To sign a message $M = m_1 \ldots m_n$, you calculate $h(M) = h(m_1) \oplus \ldots \oplus h(m_n)$ then $S(M) = \textsf{RSASSA}(h(M))$ where $\textsf{RSASSA}$ is some RSA-based signature mechanism. $h$ is presumably a cryptographic hash function. You're looking for a weakness of this signing method.
Start small. Given $M = m_1 m_2$, can you think of another message $M'$ such that $S(M) = S(M')$? (Note that a weakness could be more complicated than this. For example, it could be impossible to find two messages with the same signature, but possible to derive the signature of $M'$ from the signature of $M$. However, in this case, it is possible to forge another message with the same signature.)
$S(m_1 m_2) = \textsf{RSASSA}(h(m_1) \oplus h(m_2)) = \textsf{RSASSA}(h(m_2) \oplus h(m_1)) = S(m_2 m_1)$
Follow-up exercise (easy): given an arbitrary message $M = m_1 \ldots m_n$, find a longer message with the same signature. Hint:
Above I used the fact that $\oplus$ is commutative. What other algebraic properties does $\oplus$ have?
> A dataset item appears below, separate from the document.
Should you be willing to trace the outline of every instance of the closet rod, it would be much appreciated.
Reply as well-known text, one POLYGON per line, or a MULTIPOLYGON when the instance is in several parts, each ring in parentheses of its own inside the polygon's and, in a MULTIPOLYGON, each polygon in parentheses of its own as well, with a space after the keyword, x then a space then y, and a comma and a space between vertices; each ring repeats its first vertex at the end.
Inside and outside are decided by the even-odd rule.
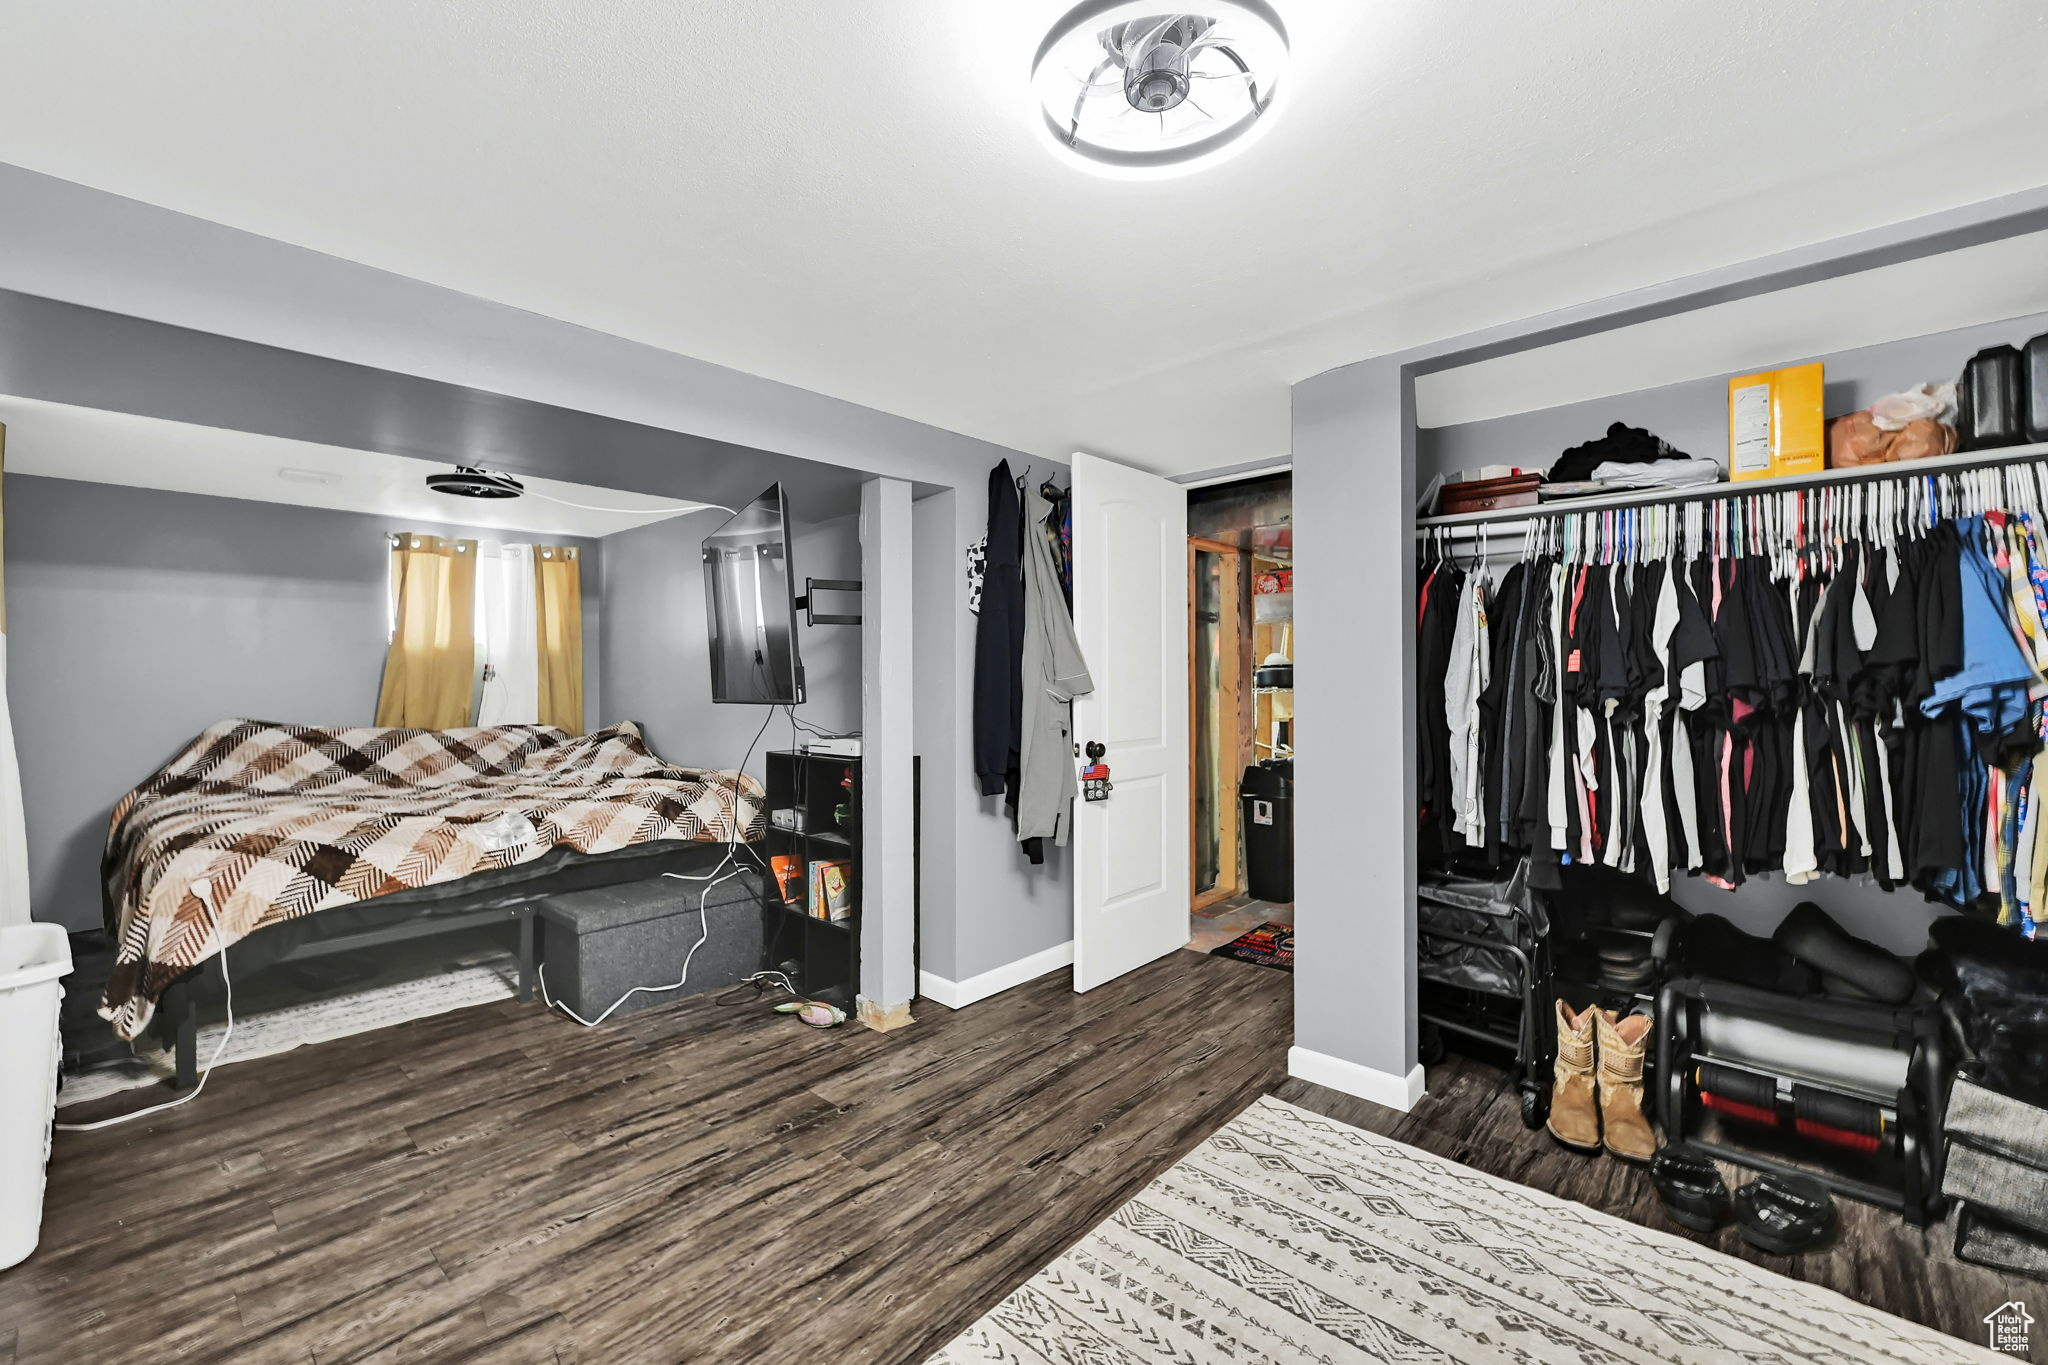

The normal way to sign a message $m_1 \ldots m_n$ is of course $\textsf{RSASSA}(h(m_1 \ldots m_n))$. If you also want to be able to verify the signature of one part independently, one solution is to build a hash tree and sign the root hash. A two-level hash tree would be $h(h(m_1) \ldots h(m_n))$. If you transmit the signature $\textsf{RSASSA}(h(h(m_1) \ldots h(m_n)))$ as well as the list of individual hashes $(h(m_1), \ldots, h(m_n))$ then it's possible to verify the signature of any of the individual $m_i$. Signatures are larger than hashes and more expensive to compute, so this can save resources compared so signing each $m_i$ independently.